今やハリウッド映画はアメコミじゃないと金が集まらないらしい。ファイナンスの波風がハリウッドを襲い、一時は世界中から投資があったが、企画が枯渇した時期いわゆるハリウッド冬の時代と重なりコケまくった結果、実は映画はリスキーなビジネスだと今更ながら気付き、一気に投資熱は冷え込み、堅実に回収できるアメコミ物ばかりに資金が集中するのがハリウッドの潮流となっているとのこと。
映画作家達はこの状況に絶望し、閉塞感に打ちひしがれていたわけだが、そんな中Jokerの二者択一に対しパーフェクトな答えを出したのが本作である。まさにPrestige!

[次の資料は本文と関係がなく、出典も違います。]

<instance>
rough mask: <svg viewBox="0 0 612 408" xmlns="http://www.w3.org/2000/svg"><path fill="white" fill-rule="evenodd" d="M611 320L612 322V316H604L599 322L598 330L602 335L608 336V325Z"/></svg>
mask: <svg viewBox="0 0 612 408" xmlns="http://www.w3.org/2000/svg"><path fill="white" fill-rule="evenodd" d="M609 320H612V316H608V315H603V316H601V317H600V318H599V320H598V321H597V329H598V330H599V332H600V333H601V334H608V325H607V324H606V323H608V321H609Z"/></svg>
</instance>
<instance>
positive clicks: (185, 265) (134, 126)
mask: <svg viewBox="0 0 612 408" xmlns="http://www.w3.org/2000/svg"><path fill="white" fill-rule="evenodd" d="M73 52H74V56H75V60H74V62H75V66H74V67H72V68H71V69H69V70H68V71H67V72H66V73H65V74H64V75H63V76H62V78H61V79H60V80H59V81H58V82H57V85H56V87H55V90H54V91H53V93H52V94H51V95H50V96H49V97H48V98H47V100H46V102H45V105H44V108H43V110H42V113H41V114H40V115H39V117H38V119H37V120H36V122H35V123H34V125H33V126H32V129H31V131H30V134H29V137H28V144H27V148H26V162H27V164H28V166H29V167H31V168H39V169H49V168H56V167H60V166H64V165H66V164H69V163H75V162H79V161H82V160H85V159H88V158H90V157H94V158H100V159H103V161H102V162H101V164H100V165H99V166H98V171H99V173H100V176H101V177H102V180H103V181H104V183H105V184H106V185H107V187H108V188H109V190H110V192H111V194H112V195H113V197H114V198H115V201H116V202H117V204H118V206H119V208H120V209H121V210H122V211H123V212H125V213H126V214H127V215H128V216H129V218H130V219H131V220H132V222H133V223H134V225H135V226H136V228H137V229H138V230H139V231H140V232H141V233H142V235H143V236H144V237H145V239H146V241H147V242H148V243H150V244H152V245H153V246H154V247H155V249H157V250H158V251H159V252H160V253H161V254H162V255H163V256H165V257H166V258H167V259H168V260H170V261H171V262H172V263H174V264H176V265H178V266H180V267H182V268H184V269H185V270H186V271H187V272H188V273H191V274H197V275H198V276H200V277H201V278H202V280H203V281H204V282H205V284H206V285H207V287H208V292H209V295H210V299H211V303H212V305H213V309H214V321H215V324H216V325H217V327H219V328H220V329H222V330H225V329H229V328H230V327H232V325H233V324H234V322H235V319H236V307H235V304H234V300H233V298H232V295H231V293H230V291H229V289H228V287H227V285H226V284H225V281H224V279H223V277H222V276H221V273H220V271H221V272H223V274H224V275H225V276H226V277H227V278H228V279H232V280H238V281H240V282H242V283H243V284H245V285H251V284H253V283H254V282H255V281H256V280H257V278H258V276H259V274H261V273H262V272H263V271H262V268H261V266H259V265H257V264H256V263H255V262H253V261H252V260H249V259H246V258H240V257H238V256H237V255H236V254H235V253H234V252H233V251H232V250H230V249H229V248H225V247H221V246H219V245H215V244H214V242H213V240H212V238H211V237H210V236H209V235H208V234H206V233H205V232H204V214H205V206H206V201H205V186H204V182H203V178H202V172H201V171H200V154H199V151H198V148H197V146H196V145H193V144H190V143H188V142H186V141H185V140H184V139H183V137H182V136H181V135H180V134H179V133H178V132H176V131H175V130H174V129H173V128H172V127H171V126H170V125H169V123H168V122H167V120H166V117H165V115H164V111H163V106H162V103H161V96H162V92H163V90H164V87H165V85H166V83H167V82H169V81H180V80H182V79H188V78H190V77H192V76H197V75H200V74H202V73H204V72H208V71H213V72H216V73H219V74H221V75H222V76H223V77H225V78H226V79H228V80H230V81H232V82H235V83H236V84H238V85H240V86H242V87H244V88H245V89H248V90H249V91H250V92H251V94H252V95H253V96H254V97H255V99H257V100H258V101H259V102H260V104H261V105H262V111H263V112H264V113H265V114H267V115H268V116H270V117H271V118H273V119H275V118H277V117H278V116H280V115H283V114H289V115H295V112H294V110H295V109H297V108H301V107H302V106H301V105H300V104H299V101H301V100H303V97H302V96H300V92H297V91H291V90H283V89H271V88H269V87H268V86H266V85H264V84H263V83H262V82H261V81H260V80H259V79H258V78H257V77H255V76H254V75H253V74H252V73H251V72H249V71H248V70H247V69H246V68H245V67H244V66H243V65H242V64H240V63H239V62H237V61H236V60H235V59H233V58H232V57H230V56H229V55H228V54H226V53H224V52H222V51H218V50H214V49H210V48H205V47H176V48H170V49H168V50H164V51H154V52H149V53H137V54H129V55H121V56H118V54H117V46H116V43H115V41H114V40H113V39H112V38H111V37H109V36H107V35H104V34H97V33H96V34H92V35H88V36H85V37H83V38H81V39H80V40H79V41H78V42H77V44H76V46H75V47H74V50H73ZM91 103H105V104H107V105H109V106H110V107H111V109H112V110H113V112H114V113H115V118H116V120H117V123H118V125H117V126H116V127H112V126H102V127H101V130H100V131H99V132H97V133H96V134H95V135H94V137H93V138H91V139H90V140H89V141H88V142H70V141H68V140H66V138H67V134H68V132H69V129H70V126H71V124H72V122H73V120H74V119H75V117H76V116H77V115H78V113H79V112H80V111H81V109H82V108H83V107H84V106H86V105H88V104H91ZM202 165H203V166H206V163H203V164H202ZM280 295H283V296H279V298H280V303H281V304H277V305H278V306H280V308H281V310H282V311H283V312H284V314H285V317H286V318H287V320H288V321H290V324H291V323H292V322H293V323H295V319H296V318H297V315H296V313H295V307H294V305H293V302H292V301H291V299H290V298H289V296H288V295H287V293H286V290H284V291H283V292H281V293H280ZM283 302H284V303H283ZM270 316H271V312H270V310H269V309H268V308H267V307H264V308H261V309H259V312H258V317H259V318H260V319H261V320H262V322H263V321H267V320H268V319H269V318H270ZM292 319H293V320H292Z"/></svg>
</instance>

一応バットマンの体裁を保つことで、金はじゃぶじゃぶ使える。そして内容はこれまでのアメコミの常識を無視した「完全な大人向け」作品。ターゲットは子供でもアメコミファンでなく、普通の大人達だ。
そして、大人の鑑賞に耐えうるどころか、最高レベルの内容を創り上げてしまったから拍手喝采なのである。
これを★5とせずにいられるか!
この作品を語る上で避けて通れないのがヒースの演技だが、これはもう凄いとしか言いようがない。そして同時に気になるのは彼の死だ。ヒースはJokerに没入する余り完全な躁状態に陥り、Insomniaから睡眠薬を大量に服用して死に至ったとのことだが、これって完全にJokerに殺されたようなもの。
ノーランは冒頭の二者択一には勝ったが、Jokerにより勝利の源泉であったJoker(=ヒース)を消されてしまったということになる。なんだか書いててわけがわからなくなってきたが、これだけは言い切れる!素晴らしい映画だ。